I wondered, why this change of heart a month later? What I've heard, and I don’t know how accurate this is, is that there was no good public excuse for kicking me out and it was the cause of a lot of social media posts critical of the USAF and Yamada Sensei. They thought it would fix the problem by letting me train there again. If they really wanted to fix the problem they would have asked me to meet with them with the intention of working out some kind of reconciliation. But they didn’t.
I’m trying to move on but it’s hard. It’s like losing a loved one. New York Aikikai was a major part of my life for four decades. A friend got my things from New York Aikikai, met me on the northwest corner of Union Square outside Petco and handed me a bag with my hakama, belt and kneepads. And then it was over.
Even for people who weren’t impacted by the petition like I was, the trauma of what happened sits with everyone on some level. Instead of using it as an opportunity to seriously address the issue of gender inequality, the USAF tried to divert the conversation to side issues and sweep the heart of it under the rug. That won’t make the issue go away. It will be with us until it’s addressed in an inclusive way. But nothing changed. It’s affirmed that you have to keep quiet or there will be consequences. What happened made it uncomfortable to keep quiet and frightening to speak up. It hangs over us like a fog.

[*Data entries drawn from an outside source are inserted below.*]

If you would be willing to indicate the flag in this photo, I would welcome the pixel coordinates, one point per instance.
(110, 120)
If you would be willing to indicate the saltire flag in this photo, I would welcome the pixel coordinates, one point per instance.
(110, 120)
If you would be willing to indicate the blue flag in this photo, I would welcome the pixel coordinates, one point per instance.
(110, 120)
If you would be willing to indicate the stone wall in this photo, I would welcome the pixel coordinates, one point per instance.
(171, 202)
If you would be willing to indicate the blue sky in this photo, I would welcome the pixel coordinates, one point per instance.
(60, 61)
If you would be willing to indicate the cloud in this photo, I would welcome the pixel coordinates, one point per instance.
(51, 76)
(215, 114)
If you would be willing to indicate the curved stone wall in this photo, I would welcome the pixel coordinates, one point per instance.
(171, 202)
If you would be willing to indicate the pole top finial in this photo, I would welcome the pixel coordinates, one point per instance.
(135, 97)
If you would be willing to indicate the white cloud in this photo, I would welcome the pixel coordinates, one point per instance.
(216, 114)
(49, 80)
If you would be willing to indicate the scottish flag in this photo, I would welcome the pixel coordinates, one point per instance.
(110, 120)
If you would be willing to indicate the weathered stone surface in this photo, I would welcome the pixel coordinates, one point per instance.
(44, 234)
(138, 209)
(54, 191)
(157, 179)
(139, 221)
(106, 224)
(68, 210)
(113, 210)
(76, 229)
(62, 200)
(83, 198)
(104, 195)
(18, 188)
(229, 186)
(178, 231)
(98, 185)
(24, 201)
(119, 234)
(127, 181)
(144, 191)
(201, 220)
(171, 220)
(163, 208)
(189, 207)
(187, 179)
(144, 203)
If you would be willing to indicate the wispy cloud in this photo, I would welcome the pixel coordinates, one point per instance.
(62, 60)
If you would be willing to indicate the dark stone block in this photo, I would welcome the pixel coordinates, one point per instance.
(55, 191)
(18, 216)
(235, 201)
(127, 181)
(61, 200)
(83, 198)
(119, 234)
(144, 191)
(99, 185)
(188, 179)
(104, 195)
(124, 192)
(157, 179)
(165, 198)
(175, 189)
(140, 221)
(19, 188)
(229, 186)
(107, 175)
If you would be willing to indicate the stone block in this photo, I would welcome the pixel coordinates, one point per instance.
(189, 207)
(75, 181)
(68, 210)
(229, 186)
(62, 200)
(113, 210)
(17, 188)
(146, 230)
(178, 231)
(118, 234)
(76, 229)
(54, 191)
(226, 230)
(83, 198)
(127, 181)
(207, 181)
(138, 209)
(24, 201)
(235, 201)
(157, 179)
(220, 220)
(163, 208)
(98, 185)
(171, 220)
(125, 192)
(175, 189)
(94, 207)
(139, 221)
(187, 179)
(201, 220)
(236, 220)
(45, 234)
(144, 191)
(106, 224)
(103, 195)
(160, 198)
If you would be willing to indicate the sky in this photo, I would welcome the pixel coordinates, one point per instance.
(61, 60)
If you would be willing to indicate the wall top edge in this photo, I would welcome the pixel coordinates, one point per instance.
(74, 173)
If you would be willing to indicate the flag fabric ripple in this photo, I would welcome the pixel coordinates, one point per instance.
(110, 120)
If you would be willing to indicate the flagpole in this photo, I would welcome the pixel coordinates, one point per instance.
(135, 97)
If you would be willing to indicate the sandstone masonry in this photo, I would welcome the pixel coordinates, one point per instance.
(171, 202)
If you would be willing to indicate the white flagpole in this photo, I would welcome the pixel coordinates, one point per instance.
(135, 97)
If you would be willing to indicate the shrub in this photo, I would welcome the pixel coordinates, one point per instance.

I do aikido for fun. But it doesn't always go that way. It's like having someone you’re training with wildly attack you. It wasn’t what you wanted but you have to figure out how to deal with it. You don’t deal with it by running away.
Since this has happened people who have questioned decisions made by the USAF in the past are stepping forward and telling their stories. They decided to leave. One thing that has been uplifting are the connections I’ve made with the people who see it through similar eyes. Many of these courageous people tried to address difficult issues and if they didn't get a good response made a conscious decision to make this major life change whereas all I did it was sign a petition.
It’s time to actively discuss how we’re going to move forward, and find a way to practice in an environment that we're proud of, where we support each other, where we listen to each other, where we interact using all of the things we've learned on the mat. By adding my voice to all the voices that share this hope maybe it will contribute to helping the community heal.
It’s important to live our principles, even when it’s way riskier than to comply with the status quo. Many people in the community felt that they couldn’t do anything about the fallout over the petition; but there were also many people who left because they couldn’t support a culture where there was retaliation toward people expressing differing viewpoints in a respectful way. Aikido is about mutual respect, and I hope we can finally start practicing that ideal. If we can do that, aikido will thrive. This kind of restructuring will obviously be one where women have an equal role. If that were to happen, then the whole thing will have been worth it.